Soğuk bir kış günüydü, kar yağmasa bile sisli hava görüş mesafemizi kısaltıyordu. Ben ve en yakın arkadaşım Doğa birbirimiz kaybetmemeye çalışarak yurda doğru yürüyorduk. Otobüsü kaçırdığımız için kendime kızıyordum ve soğuk havanın da bir yardımı dokunmuyordu.
Yurda vardığımızda odamıza geçtik yavaşça. Sırtımızdaki çantaları yataklarımıza attıktan sonra duş almak için banyoya gitti Doğa. Ben de boş boş durmak yerine teslim tarihi yarın olan ev tasarımımı bitirmek için masaya geçtim, son sınıf mimar öğrencisiydik ikimiz de. Aslında bir şirket kurup başına geçmek en büyük hayalimizdi ancak şu anki ekonomik durumumuz buna uygun değildi.
Doğa banyodan çıktı ve yanıma geldi, bu tasarımında onun da düşüncelerini hesaba katmıştım. Belki şu an çizdiğim yapı gibi hem insanlar hem de diğer canlılar için kullanışlı yaşam alanları yapabilirdik. Yarım saat kadar uğraştıktan sonra çay almak için mutfağa gittim, dağınık olmasının yanı sıra çay yoktu bu yüzden demlemem gerekiyordu.
Çay demlenirken çizimimin başına bir şey gelmesin diye masaya döndüm. Gelecek vadeden bir çizimdi ve onunla -daha bitmemesine rağmen- gurur duyuyordum. Şu anki en büyük projem de diyebiliriz aslında. Hocamızın verdiği bu ödevi büyük bir özenle bitirmeye çalışıyordum ve Doğa ödevi teslim edeli günler oluyordu. Ne zaman bitirdiğini sorsam hep “Sen uyurken ben çizimler üzerinde çalışıyordum.” cevabını alıyordum ve başlarda mantıklı gelse de yurtta yaşadığımız için bunun pek de mümkün olmayacağını biliyordum ama yine de üstelemiyordum.

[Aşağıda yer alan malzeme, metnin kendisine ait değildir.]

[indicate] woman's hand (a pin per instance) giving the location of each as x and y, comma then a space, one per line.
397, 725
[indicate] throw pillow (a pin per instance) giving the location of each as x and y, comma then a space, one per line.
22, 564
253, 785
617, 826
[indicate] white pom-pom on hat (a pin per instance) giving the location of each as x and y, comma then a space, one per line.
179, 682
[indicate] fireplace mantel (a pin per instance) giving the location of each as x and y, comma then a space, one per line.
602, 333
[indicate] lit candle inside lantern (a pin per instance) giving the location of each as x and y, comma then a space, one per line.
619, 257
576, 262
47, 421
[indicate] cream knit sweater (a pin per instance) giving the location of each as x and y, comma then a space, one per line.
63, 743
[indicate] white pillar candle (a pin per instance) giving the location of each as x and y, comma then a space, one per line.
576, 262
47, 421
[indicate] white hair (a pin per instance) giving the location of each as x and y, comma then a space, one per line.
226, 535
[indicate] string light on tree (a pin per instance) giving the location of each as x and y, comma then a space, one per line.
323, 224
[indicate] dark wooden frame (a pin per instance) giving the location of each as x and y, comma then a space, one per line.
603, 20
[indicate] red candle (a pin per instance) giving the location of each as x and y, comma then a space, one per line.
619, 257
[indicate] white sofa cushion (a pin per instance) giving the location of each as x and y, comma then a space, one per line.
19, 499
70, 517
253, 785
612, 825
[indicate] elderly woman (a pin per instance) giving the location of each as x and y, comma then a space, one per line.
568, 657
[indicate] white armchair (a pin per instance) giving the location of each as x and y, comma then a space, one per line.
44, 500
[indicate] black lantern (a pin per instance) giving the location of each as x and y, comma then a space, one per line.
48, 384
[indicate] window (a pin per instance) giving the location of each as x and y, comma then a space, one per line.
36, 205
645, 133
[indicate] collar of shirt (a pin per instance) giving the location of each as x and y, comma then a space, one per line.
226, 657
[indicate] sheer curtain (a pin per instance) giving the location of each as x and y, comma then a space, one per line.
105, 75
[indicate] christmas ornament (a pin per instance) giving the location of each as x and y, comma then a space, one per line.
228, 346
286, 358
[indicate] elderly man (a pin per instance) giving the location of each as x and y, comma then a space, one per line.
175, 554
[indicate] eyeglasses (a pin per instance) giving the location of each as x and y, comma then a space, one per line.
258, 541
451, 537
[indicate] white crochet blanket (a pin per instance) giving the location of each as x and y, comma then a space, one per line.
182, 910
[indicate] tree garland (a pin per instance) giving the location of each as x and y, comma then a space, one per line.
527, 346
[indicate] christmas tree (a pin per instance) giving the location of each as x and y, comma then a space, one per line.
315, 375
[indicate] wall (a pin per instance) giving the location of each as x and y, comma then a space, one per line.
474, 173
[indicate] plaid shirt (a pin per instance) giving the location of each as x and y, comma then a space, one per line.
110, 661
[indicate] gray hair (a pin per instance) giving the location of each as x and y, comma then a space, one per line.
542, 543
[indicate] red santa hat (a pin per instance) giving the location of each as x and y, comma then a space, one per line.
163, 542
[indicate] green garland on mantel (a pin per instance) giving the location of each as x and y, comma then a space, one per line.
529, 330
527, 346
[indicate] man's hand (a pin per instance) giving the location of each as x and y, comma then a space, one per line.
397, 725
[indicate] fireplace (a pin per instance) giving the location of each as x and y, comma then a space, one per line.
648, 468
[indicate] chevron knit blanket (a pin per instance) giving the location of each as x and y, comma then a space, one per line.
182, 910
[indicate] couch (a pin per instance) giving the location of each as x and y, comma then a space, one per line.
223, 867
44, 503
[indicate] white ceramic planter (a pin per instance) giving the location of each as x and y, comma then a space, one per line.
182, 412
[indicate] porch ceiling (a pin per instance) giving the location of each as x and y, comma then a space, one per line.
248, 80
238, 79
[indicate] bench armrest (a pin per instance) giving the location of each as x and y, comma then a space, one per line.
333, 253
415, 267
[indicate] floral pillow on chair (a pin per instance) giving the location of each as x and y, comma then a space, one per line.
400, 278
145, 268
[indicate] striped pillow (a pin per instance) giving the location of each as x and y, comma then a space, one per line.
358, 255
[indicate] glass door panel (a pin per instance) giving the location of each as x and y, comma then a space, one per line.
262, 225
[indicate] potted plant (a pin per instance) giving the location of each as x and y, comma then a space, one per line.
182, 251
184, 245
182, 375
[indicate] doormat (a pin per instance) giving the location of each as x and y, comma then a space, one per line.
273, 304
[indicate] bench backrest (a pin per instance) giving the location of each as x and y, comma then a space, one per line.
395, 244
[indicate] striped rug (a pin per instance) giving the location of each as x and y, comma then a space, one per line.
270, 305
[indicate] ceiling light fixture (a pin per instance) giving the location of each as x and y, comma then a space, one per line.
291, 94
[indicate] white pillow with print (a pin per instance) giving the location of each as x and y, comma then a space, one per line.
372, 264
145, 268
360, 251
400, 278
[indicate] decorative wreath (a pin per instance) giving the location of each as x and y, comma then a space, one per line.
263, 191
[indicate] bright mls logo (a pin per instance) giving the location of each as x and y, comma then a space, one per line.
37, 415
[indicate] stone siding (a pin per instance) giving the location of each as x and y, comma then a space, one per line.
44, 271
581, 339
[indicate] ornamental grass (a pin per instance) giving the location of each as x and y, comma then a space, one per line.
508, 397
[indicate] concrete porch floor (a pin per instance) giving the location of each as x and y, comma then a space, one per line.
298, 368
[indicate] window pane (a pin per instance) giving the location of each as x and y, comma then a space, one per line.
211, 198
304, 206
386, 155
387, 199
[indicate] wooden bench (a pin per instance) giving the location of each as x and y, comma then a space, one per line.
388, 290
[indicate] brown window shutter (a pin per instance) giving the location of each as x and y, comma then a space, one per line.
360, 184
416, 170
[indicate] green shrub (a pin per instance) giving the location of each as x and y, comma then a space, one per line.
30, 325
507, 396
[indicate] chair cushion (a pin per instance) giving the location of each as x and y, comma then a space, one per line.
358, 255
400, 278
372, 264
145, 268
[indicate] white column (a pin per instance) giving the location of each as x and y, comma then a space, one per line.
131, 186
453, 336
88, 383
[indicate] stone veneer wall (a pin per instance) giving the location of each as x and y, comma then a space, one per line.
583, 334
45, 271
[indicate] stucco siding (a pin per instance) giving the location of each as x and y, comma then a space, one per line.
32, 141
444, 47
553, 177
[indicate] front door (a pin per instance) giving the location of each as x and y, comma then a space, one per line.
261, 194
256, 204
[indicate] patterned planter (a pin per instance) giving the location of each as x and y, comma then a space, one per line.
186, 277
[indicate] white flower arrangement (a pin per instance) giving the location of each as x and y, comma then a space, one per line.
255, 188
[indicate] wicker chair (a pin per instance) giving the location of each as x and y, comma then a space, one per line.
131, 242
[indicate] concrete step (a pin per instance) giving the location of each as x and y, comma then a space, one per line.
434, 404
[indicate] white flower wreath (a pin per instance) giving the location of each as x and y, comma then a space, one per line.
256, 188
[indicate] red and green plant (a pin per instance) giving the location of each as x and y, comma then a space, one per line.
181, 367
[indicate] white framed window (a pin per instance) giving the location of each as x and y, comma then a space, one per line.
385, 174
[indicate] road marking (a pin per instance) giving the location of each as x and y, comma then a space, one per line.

Çay olunca bir fincan almak için mutfağa döndüm. Çayımı alıp çizimin başına geçtim. Çizimi iki saatte bitirdim veyarın hocama göstermek için bir poşetin içine yerleştirdim. Büyük bir boyutta olduğu için kâğıdı çantama sığdıramamıştım, bu durum pek de önemli değildi. Poşeti alıp kapının yanına koydum, yarın okula götürmeden yanıma almayı unutmam imkânsız olacaktı.
Yurtta akşam yemeğine indik Doğa’yla. Yedikten hemen sonra benim uykum olduğu için odama çıktım ancak Doğa aşağıda, insanlarla sohbet etmeye devam etti. Tatlı yurt arkadaşlarımız vardı ve hepsi de birbirine karşı anlayışlıydı. Sadece arada sırada birbirlerine –bazen de bize- eşek şakası yaparlardı. Eğlenceli olurdu.
Odama çıkınca tam kapıyı ittirdim ki “Sakın ona dokunma!” diye bağırdı birisi ve tam o anda bir kova su kapı pervazına ve tabii ki benim üstüme döküldü. Daha ne olduğunu anlayamadan sırılsıklam olmuş çizimimi gördüm kenarda. İşte o anda gerçekten sinirlendim ama yapacak bir şey yoktu.
Hemen çizimi aldım yanıma, zaten sesleri duyan herkesin geldiği gibi Doğa da gelmişti ve çizimin halini görünce yüzünde oluşan şok ifadesi tam olarak o anki ruh halimdi. Çizimi tekrar çizmem için yeterli vakit yoktu ve üzüntüden ağlamak üzereydim. O sırada Doğa bana kendi çizimleri hakkında doğruyu söyledi: Çizimleri kendisi çizmiyormuş, okul dışından bir isim tanıyormuş ve ona sipariş verip istediği çizimi bir miktar para ödeyerek elde edebiliyormuş.
Normalde bana anlattığı bu sistem yasak bir sistem. Başkaları sizin çiziminizi yapamaz ancak o durumda benim de seçme şansım yoktu bu yüzden Doğa’nın elinde olan numarayı arayıp sipariş verdik. Yirmi dakika sonra kapımıza eline bir poşet olan ve poşetin içinde de çizim olan bir adam belirdi, Doğa ona ödemeyi yaptı ve çizimi elime aldım.
Böyle bir şeyi normal şartlar altına asla yapmazdım ancak sınıfı geçmek istediğim için başka bir seçeneğim yoktu. Bir sonraki güne de ödev olarak bana gelen çizimi götürdüm. Hayatımdaki en iğrenç günlerden biriydi.